I cant wait to get the new 24-70 L II on the 1DX!


----------



## Seamus (Mar 29, 2012)

Time to buy a lottery ticket...


----------



## smirkypants (Mar 29, 2012)

I've been saving my left kidney for just such an occasion.


----------



## wickidwombat (Mar 29, 2012)

I'm going to make sure i'm lying down when i see the price they retail for here in australia


----------



## DJL329 (Mar 29, 2012)

Canon Rumors said:


> *EF 24-70 f/2.8L II* I’m still hearing a release date of April 17, 2012 for the new version of a classic.

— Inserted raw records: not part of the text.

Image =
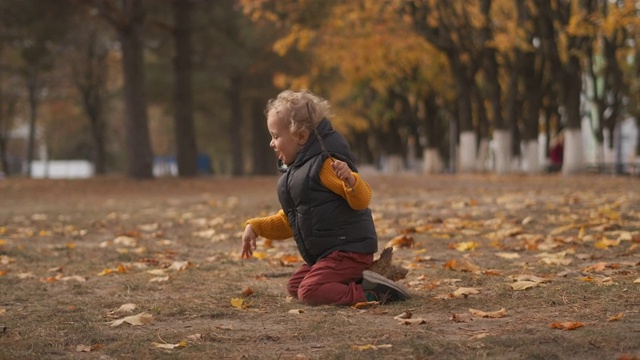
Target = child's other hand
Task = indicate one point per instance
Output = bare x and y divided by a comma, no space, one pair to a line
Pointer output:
248,241
343,172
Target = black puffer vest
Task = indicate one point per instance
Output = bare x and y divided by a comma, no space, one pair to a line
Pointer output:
323,221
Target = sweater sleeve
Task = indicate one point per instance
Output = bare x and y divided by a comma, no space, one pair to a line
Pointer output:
274,227
358,197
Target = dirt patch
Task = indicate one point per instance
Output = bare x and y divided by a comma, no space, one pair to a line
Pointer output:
73,252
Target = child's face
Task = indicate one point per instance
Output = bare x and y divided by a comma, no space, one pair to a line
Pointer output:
283,142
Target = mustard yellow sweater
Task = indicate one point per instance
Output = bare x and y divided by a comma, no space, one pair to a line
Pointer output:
276,227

Are you sure they didn't say April 1st?


----------



## smirkypants (Mar 29, 2012)

wickidwombat said:


> I'm going to make sure i'm lying down when i see the price they retail for here in australia


If it's $11,000/US that's 77% more than I paid for my Nikon 200-400/f4 refurbished. The $4800 difference can't possibly be worth it.... I still can't believe this lens made my buy a Nikon. It kind of makes me fume.


----------



## Stone (Mar 29, 2012)

I HAVE to buy the 24-70, no way around that, but if the 200-400 is $11K, I'll just have to pass on it. I'd much rather spend my money on the 400 2.8 + 1.4 tc and be a stop faster @560mm f4.


----------



## pj1974 (Mar 29, 2012)

I must say that when the first mention of this lens was made (pre-announcement announcement thingy) - a shiver ran down my spine!  I thought "Now THAT could be a great lens! Some serious birding / distant wildlife potential in a lens, right there!" I applaud Canon on the idea of a built in tele-converter.... which I expect is tailored to the lens' optics.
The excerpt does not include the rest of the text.